I was reading an article by Michael Moritz late last night and I liked it. Not a dumb guy :).
Here it is. In Summary:
1. Weather data rocks…pay attention.
2. Economists are asshats in general and yutz’s for even trying to make sense of the data.
3. Ratings Agencies are criminal organizations.
4. Earthquake predictors have a bad rap.
In essence, big data, has it’s uses. Woot.
If you are an investor, I dont think it means much or you should listen (99 percent of you).
I live on small data.
In fact, I have been trying to ‘live small’ since moving to Coronado in 2010.
They say that price never lies, but it does while it’s moving. Prices in the markets are a culmination of big data I suppose… and that is why it lies while it’s moving.
At the end of the day we are once again left with small data in closing prices.

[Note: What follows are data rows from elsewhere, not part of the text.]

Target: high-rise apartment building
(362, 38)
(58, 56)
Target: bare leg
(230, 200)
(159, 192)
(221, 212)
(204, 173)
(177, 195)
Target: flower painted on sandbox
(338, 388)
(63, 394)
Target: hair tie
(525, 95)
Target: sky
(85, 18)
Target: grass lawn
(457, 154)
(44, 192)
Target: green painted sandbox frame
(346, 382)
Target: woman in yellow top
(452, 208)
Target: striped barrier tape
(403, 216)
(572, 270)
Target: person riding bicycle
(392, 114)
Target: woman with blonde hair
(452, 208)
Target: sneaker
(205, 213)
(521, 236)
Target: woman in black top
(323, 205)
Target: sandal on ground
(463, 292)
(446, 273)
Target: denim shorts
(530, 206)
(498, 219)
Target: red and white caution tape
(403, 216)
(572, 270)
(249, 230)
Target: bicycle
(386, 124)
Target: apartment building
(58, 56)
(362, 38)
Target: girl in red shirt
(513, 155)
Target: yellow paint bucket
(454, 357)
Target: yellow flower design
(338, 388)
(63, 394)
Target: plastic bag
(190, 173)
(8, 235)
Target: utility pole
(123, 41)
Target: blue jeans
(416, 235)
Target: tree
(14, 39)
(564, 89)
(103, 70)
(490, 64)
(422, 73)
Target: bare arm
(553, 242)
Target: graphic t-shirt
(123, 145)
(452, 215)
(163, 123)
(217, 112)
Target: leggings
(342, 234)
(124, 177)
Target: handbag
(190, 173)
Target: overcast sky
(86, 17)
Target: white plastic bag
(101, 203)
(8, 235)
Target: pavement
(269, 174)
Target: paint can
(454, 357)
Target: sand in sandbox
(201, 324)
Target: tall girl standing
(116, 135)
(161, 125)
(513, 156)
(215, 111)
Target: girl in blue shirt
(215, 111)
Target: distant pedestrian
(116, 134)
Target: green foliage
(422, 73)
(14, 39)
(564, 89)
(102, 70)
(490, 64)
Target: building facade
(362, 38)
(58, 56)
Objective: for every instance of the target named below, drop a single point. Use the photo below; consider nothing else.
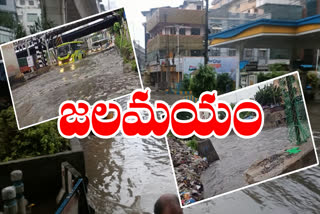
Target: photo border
(54, 28)
(261, 182)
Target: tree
(268, 95)
(204, 80)
(224, 83)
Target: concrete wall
(10, 59)
(41, 175)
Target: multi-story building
(173, 33)
(140, 53)
(28, 12)
(227, 14)
(7, 7)
(64, 11)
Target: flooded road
(293, 194)
(237, 155)
(96, 77)
(128, 175)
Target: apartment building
(8, 8)
(172, 33)
(28, 11)
(225, 14)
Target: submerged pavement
(97, 77)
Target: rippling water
(128, 175)
(297, 193)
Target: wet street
(97, 77)
(128, 175)
(293, 194)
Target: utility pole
(167, 58)
(206, 34)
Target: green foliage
(268, 95)
(204, 80)
(116, 28)
(35, 141)
(186, 82)
(278, 67)
(134, 65)
(312, 79)
(263, 77)
(224, 83)
(193, 144)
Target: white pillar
(240, 56)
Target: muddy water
(128, 175)
(237, 155)
(96, 77)
(297, 193)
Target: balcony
(260, 3)
(175, 16)
(191, 42)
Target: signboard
(30, 61)
(220, 64)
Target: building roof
(239, 29)
(267, 29)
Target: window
(248, 52)
(195, 52)
(232, 52)
(215, 52)
(32, 17)
(262, 54)
(195, 31)
(182, 31)
(172, 30)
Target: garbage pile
(188, 167)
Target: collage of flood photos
(97, 55)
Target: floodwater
(128, 175)
(237, 155)
(293, 194)
(100, 76)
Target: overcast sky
(133, 10)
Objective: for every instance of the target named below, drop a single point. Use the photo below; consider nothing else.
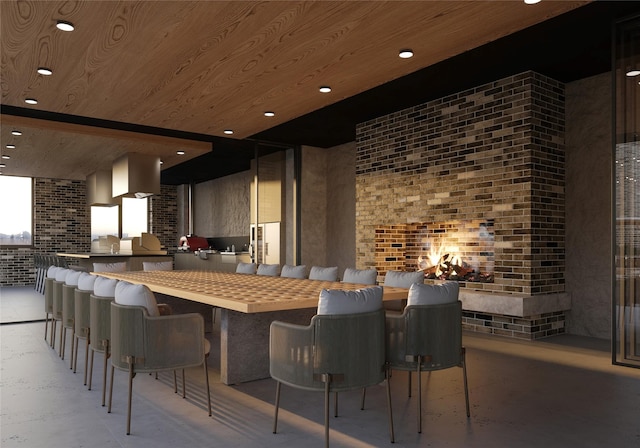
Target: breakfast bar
(248, 303)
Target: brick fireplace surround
(495, 152)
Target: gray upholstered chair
(271, 270)
(401, 279)
(157, 265)
(144, 341)
(246, 268)
(120, 266)
(104, 290)
(329, 274)
(289, 271)
(82, 320)
(427, 335)
(364, 276)
(61, 275)
(316, 358)
(68, 311)
(48, 302)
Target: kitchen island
(134, 261)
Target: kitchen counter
(134, 261)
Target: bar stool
(104, 290)
(68, 310)
(82, 322)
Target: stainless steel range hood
(136, 175)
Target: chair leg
(90, 369)
(206, 377)
(104, 374)
(466, 386)
(327, 386)
(130, 360)
(393, 437)
(184, 386)
(110, 391)
(277, 405)
(75, 353)
(419, 396)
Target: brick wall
(495, 152)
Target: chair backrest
(110, 267)
(364, 276)
(401, 279)
(155, 343)
(435, 331)
(294, 271)
(272, 270)
(136, 295)
(157, 265)
(246, 268)
(329, 274)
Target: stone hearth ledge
(517, 305)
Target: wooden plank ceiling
(179, 73)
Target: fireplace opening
(457, 250)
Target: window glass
(16, 218)
(134, 217)
(104, 221)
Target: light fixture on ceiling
(135, 175)
(63, 25)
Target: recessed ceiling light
(65, 26)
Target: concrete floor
(558, 392)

Cost you nothing. Same with volume. I trust volume in the markets less and less each day as volume gets spread around the world and overseas and ‘off’ market.
Today, we have a new dimension in my world of price and volume…social data. I can tap into it with free tools. Stocktwits has such a tight group of people from all over the world that scour the market and share, that our relatively small group of people can spot trending tickers and markets. Costs you nothing. Tap into it. Of course there is a learning curve.
The hedge funds and banks have been too busy with Greece, Spain, their own leverage, rules, layoffs and greed that ‘social data’ is not yet mainstream in the financial world. The banks and big funds will eventually rush into this space and crunch away on the ‘social’ big data because – everyone is holding their hands connected on Facebook. There must be ‘signal’ in the noise. A few will find it of course and start hedge funds. A few will just say they have it and sell it to hedge funds and individual investors.
Stay away from big in today’s financial world. It has not worked in the past unless you were the house. The house got bigger after 2008, but the rest of us got smaller. Embrace it.